寝床と飯・雑費云々をだすのは五右衛門であるし、匿っているのがバレた場合に罰を受けるのも五右衛門である。
納得がいかないが、ゴネたところで活力の無駄でしかない。
ちんこに竹箸刺してカマほったろか、とおっさん武者を呪いながら、九蔵が秀家を担ぎ上げるのを待った。
「じゃ、ぼちぼち行こっか」
「待て」
腰を折ったおっさんを五右衛門は睨んだ。
「やっぱ嫌になった? おれはそれでも構わないけど」
「違うわ」
おっさんはギロリと五右衛門を睨み返してから、山の斜面を指した。
「じき仲間が追いついてくる。

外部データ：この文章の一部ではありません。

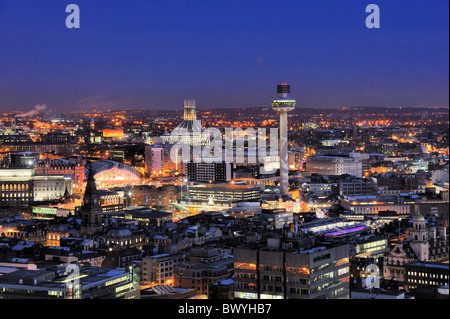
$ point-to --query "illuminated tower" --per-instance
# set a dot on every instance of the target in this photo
(283, 105)
(190, 114)
(91, 210)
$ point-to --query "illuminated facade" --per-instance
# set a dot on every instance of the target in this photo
(316, 273)
(16, 186)
(109, 173)
(93, 283)
(283, 105)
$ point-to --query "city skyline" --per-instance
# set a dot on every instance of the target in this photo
(149, 56)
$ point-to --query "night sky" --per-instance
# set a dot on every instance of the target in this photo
(154, 54)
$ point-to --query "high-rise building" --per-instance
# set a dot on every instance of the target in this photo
(91, 210)
(209, 171)
(154, 160)
(321, 272)
(283, 105)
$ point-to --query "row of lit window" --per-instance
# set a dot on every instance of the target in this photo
(15, 187)
(15, 195)
(426, 275)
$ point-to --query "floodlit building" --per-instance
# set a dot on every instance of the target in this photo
(321, 272)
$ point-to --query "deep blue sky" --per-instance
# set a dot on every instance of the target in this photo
(155, 54)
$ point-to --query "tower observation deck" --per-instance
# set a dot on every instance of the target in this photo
(283, 105)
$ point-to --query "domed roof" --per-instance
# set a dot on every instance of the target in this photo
(118, 233)
(105, 165)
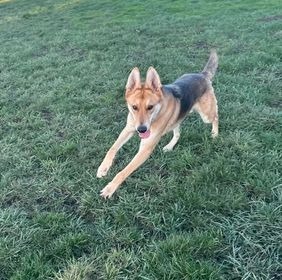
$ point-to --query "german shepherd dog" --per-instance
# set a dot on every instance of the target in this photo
(155, 109)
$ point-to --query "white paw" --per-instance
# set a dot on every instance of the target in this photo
(108, 191)
(102, 171)
(167, 148)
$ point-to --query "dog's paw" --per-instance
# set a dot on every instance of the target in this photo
(108, 191)
(167, 148)
(102, 170)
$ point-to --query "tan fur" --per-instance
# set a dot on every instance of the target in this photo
(141, 96)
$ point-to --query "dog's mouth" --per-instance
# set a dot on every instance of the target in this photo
(144, 135)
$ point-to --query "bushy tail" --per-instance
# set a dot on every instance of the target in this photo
(211, 66)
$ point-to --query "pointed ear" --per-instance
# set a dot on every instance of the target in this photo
(134, 80)
(153, 80)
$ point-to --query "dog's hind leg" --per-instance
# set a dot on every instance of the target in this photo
(207, 108)
(174, 140)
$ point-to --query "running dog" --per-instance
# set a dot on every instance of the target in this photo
(155, 109)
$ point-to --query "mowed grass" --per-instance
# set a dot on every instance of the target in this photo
(210, 209)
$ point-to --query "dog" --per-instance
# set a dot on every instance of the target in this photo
(155, 109)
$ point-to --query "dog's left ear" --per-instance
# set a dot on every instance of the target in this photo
(153, 80)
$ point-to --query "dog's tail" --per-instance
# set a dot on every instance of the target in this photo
(211, 66)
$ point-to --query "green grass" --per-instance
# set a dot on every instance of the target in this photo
(208, 210)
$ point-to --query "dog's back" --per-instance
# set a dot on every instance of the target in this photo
(190, 87)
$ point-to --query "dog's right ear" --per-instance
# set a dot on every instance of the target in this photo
(134, 80)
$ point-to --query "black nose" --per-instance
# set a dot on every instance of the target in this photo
(141, 128)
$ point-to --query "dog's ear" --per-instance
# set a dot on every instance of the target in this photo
(153, 80)
(134, 80)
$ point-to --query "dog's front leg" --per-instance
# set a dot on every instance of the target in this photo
(124, 136)
(146, 148)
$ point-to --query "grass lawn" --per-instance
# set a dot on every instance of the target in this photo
(210, 209)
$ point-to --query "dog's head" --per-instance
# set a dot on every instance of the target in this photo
(144, 99)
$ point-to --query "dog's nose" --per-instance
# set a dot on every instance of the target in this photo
(141, 128)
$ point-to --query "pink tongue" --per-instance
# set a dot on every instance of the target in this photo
(144, 135)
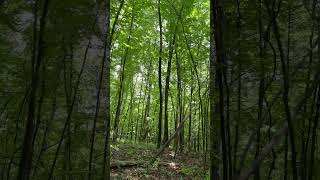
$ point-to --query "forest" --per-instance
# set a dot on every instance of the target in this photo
(159, 89)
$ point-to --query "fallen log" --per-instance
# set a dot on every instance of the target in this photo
(130, 164)
(126, 164)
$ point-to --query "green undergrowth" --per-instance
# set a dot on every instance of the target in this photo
(183, 165)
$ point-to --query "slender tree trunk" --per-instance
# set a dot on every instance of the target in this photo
(159, 78)
(122, 77)
(106, 153)
(285, 97)
(25, 164)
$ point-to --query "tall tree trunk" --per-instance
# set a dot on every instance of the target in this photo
(216, 47)
(107, 48)
(159, 78)
(285, 98)
(25, 164)
(122, 77)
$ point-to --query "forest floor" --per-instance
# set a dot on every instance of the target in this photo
(130, 161)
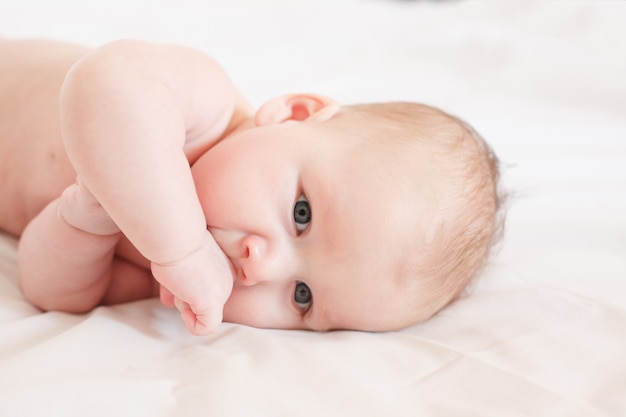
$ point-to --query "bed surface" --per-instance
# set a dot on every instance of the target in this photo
(542, 333)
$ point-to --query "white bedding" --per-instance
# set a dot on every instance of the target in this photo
(543, 332)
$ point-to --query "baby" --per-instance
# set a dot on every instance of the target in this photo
(136, 170)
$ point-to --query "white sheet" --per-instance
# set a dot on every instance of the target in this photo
(542, 333)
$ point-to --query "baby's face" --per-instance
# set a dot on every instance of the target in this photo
(313, 230)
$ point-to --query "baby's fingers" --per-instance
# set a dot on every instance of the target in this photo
(167, 298)
(199, 322)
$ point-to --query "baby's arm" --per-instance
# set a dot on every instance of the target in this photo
(132, 114)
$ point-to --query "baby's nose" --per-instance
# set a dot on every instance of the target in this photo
(260, 262)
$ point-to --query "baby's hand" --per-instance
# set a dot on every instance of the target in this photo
(198, 285)
(80, 209)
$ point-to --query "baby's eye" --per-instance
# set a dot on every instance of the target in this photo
(302, 214)
(302, 295)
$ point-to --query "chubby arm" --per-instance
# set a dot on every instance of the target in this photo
(133, 115)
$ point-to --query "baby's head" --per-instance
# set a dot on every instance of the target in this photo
(449, 179)
(367, 217)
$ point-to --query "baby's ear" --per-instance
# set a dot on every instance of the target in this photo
(298, 107)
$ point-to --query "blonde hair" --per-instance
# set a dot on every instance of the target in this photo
(469, 218)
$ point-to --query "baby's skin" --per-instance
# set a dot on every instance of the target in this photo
(138, 169)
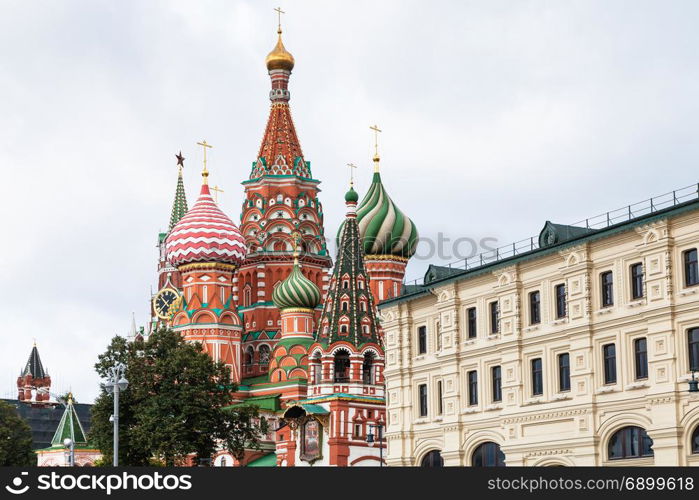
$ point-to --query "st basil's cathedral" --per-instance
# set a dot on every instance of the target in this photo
(302, 338)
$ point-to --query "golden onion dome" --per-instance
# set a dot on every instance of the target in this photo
(279, 58)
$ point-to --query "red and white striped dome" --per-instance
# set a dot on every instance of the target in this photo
(205, 234)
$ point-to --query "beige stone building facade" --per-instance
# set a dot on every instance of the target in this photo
(575, 352)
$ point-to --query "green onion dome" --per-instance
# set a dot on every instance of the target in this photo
(383, 228)
(351, 195)
(296, 291)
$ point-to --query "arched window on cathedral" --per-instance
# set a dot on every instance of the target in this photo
(247, 296)
(317, 368)
(264, 355)
(368, 368)
(249, 358)
(341, 365)
(432, 459)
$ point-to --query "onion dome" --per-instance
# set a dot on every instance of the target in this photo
(383, 228)
(279, 58)
(205, 234)
(296, 291)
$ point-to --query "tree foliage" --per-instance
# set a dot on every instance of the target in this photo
(174, 404)
(15, 439)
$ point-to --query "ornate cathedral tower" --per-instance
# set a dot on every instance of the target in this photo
(206, 247)
(348, 354)
(388, 236)
(296, 297)
(345, 401)
(281, 198)
(179, 208)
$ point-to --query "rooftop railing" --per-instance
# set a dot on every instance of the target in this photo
(602, 221)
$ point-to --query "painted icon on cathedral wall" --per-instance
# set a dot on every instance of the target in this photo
(311, 440)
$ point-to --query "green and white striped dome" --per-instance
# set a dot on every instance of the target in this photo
(296, 291)
(383, 228)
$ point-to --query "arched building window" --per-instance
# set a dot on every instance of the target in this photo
(247, 296)
(488, 455)
(630, 442)
(432, 459)
(264, 354)
(249, 357)
(342, 366)
(368, 368)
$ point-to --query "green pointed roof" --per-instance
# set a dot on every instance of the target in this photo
(345, 288)
(34, 366)
(296, 291)
(179, 206)
(69, 427)
(384, 229)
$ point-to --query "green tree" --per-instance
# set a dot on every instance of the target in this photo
(15, 439)
(174, 405)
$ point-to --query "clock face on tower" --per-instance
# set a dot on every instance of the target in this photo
(165, 303)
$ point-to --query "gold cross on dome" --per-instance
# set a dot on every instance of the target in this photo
(351, 166)
(296, 239)
(279, 12)
(376, 130)
(206, 146)
(217, 190)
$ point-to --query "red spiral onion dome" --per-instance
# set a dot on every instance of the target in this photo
(205, 234)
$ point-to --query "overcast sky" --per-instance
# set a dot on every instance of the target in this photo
(496, 116)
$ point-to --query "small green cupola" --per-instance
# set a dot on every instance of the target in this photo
(296, 291)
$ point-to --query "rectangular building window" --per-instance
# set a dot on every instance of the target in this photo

しばし待ってもらおう」
「仲間?」
「うむ。あと六人ほど世話になる」
悪びれずに言いやがったおっさんに頭突きをくれてやりたかったが、先ほどの飛び蹴りで相手は衰弱している。へたをうって失神させたら担いで帰らなければならない。
こんな臭いおっさんに密着するくらいなら、肥溜めで顔を洗ったほうがマシである。
五右衛門は殺意をこらえた。
「嬉しいね、旦那さま。たくさんいたほうが賑やかだもん」
破顔した九蔵の脳天に、五右衛門は渾身の手刀を叩き込んだ。